Disponibilização do livro de reclamações passa a ser obrigatório em Portugal para todos os fornecedores de bens ou prestadores de serviços

De acordo com o respectivo Comunicado, o último Conselho de Ministros do Governo de Portugal aprovou um "Decreto-Lei que estabelece a obrigatoriedade de disponibilização do livro de reclamações a todos os fornecedores de bens ou prestadores de serviços que tenham contacto com o público em geral
Com este Decreto-Lei alarga-se a obrigação de dispor de livro de reclamações a outros sectores de actividade para além dos já existentes, reforçando-se, desta forma, os procedimentos de defesa dos direitos dos consumidores.
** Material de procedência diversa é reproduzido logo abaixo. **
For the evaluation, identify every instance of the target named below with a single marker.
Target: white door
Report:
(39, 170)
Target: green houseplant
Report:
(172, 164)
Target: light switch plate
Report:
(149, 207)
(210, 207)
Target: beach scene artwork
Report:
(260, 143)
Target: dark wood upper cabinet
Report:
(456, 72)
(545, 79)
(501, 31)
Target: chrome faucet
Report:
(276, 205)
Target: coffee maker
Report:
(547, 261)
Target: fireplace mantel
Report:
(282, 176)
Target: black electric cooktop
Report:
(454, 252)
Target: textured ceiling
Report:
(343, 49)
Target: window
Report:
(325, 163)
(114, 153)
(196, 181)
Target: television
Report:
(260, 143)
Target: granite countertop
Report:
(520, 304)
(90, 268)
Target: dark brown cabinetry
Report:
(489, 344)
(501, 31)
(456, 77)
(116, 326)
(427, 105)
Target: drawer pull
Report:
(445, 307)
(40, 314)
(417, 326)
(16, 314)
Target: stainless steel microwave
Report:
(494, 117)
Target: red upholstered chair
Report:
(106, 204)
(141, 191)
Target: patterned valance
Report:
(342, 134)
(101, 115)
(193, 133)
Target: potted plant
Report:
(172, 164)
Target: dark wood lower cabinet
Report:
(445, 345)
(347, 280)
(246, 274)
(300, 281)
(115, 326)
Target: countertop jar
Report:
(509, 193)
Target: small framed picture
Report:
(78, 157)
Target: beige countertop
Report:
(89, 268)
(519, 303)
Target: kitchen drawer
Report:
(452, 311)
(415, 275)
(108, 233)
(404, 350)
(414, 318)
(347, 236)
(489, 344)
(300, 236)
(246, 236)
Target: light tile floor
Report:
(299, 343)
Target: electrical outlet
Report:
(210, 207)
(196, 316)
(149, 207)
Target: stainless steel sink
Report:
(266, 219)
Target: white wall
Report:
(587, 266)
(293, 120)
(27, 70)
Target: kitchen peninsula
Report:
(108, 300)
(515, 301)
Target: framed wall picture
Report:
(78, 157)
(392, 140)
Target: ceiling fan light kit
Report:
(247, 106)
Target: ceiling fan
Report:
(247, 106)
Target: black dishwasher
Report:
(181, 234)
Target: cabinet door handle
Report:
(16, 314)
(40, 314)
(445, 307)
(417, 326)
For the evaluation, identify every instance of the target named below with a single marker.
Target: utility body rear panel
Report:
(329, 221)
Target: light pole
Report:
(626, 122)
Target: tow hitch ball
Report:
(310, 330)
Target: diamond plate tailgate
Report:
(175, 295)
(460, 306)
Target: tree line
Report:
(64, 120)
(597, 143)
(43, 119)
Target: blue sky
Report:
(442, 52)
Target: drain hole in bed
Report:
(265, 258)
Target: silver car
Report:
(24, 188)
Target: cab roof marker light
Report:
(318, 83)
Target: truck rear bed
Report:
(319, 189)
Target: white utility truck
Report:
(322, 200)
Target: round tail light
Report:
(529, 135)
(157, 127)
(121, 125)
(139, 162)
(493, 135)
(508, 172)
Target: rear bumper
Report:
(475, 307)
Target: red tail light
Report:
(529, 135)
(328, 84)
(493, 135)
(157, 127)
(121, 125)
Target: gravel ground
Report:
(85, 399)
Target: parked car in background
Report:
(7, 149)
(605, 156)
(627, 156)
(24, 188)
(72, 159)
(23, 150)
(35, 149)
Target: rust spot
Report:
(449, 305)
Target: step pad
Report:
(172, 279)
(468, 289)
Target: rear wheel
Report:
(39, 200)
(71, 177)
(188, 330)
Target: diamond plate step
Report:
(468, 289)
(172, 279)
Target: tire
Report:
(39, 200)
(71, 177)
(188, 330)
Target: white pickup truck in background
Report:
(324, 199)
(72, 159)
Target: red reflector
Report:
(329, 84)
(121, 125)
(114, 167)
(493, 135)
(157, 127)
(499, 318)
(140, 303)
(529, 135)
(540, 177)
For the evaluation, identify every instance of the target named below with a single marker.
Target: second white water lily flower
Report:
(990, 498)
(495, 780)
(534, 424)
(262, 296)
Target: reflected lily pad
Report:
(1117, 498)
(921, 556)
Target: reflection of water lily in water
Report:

Assim, passam a estar sujeitos à obrigatoriedade de existência e disponibilização do livro de reclamações, nomeadamente, postos de abastecimento de combustíveis, lavandarias, salões de cabeleireiro, institutos de beleza, estabelecimentos de tatuagens e colocação de piercings, estabelecimentos de venda e de reparação de automóveis novos e usados, estabelecimentos de manutenção física, recintos de espectáculos de natureza artística, parques de estacionamento, farmácias, prestadores de serviços de transporte rodoviários, ferroviários, marítimos, fluviais, aéreos, de comunicações electrónicas e postais, estabelecimentos das instituições particulares de segurança social em relação aos quais existam acordos de cooperação celebrados com os centros regionais de segurança social, como creches e lares para idosos, sucursais das empresas de seguros, instituições de crédito e estabelecimentos de ensinos básico, secundário e superior, particular e cooperativo.
Por outro lado, o diploma, que cria um regime comum a todos os livros de reclamações, estabelece que o dever de remeter a queixa recai sobre o prestador de serviços ou o fornecedor do bem. No entanto, com o objectivo de assegurar que a reclamação chegue, de facto, à entidade competente, permite-se que o consumidor envie ele próprio a reclamação. Para tanto, é reforçado o direito à informação do consumidor, quer através da identificação no letreiro da entidade competente quer na própria folha.".